Wincing at the impact, Ilea slowly walked towards her, more and more ash forming around her as it filled the whole tunnel. A wall of it solidified right in front of her, the rest of the ash loosely floating further down the tunnel. As soon as the first roaches reached it, Ilea pushed reversed healing into their bodies. She kept on adding ash to her wall as the beasts bit and struggled through the solid black barrier she had put up. The dwarf was resting against the tunnel wall, Ilea slowly walking back towards him as the ash was broken through.
The first roaches started dying, notifications popping up as she pushed more and more mana into her reversed recovery, Meditation working hard to regain her resources. Trying something she hadn’t thought about before, Ilea attempted to shove a higher amount of mana into one of the roaches. Her third tier recovery. Sadly nothing happened, her mana staying with her and the roach dying half a minute later against her normal form of attack. So reversed burst healing is a no.
Reaching the downed cat person, Ilea lifted her up with one of her ashen limbs. Checking on her, she found her knocked out but otherwise fine. The girl was flung a couple meters further back towards the dwarf who was now looking at her, unmoving. “Get her further back. I don’t see an end to the roaches yet.” Ilea simply said. The dwarf sprang to action at that, lifting the cat and matching Ilea’s steps as he retreated.

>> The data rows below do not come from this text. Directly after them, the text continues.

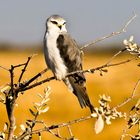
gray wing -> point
(71, 56)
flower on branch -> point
(131, 46)
(105, 113)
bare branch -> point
(4, 68)
(24, 69)
(131, 97)
(49, 128)
(80, 71)
(123, 29)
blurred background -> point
(22, 27)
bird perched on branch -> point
(63, 56)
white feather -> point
(53, 57)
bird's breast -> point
(54, 59)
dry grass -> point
(118, 83)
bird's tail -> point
(80, 91)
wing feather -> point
(71, 56)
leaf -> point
(5, 127)
(28, 124)
(22, 127)
(44, 110)
(32, 112)
(104, 70)
(99, 125)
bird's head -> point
(55, 23)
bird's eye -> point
(54, 22)
(64, 23)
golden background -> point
(118, 83)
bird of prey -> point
(63, 56)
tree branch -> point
(123, 29)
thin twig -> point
(55, 127)
(131, 97)
(80, 71)
(123, 29)
(24, 69)
(10, 103)
(4, 68)
(114, 56)
(23, 86)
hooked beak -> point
(60, 27)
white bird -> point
(63, 56)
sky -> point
(23, 21)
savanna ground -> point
(118, 83)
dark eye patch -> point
(54, 22)
(64, 23)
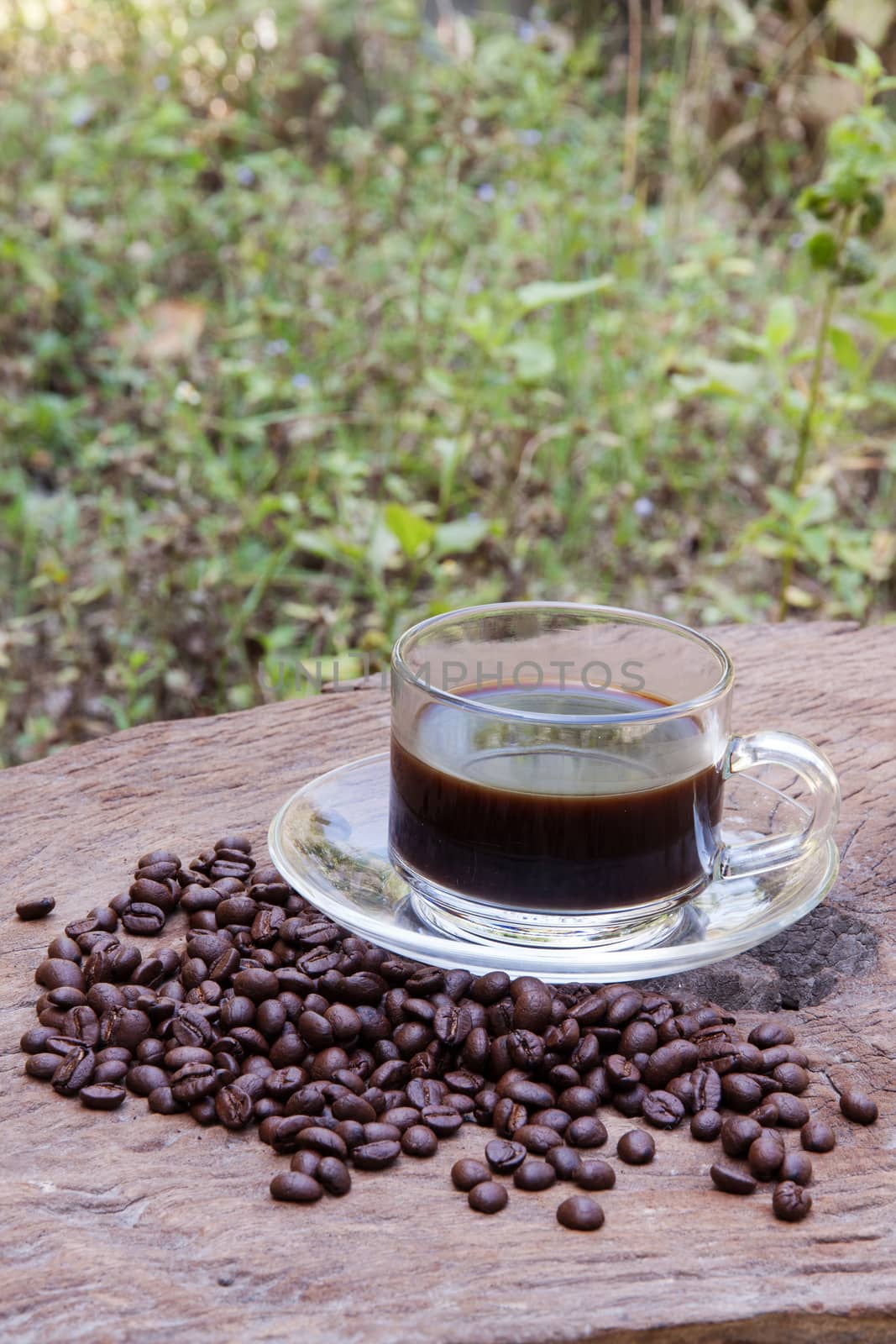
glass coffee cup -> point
(558, 773)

“You’re a lifesaver. I knew we shouldn’t have trusted that idiot.” He said in a weird accent Ilea couldn’t place. “He’ll run right into the next trap if he keeps going…,”
Ilea looked back and saw the flickering light of a torch still moving away in the distance. A chuckle left her, “Well worry not, your deus ex machina has arrived.”
[Healer – lvl 181]
Ilea identified the cat. At least they have a healer with them.
[Warrior – lvl 203]
The dwarf was surprisingly not a mage. His suit looked savage in comparison to Terok’s. A literal mass of steel, dented and scratched. She was surprised the three meter tall thing could even move, let alone as quickly as it did. It had a thick head without a neck, a single big floodlight burning from its center, the glass cracked on the surface. “There’s hundreds… should I start running or are you as confident as you look?” He asked, the healer held in one hand like a mere kitten.
Ilea was casually walking a little behind him, her back towards the roaches, ash floating and connected to her as if growing from her spine. “I’m fine for another half an hour at least. I’ll let you know when we start to run.” She replied with a smile on her face. “Scavengers?”
The dwarf grunted, “I guess we are. On the way to the fourth layer. Mr. know it all has a treasure map of sorts.”
“And you tell that to the person currently keeping you alive.” Ilea said, shaking her head.
The dwarf didn’t seem to care much, his voice calm and steady, “I’m not one to ignore my debts, not like a certain human. Telling you about it is the least I can do for a stranger saving my life.”
Ilea grinned, “You sound like a dark one. Are you not a dwarf?”
He laughed at that, “Sometimes I feel like one too. I am however born and raised in the mountains of the south. Proud to call myself dwarf.”
Ilea nodded, not quite knowing how to react to that. The clicking noises behind her didn’t stop.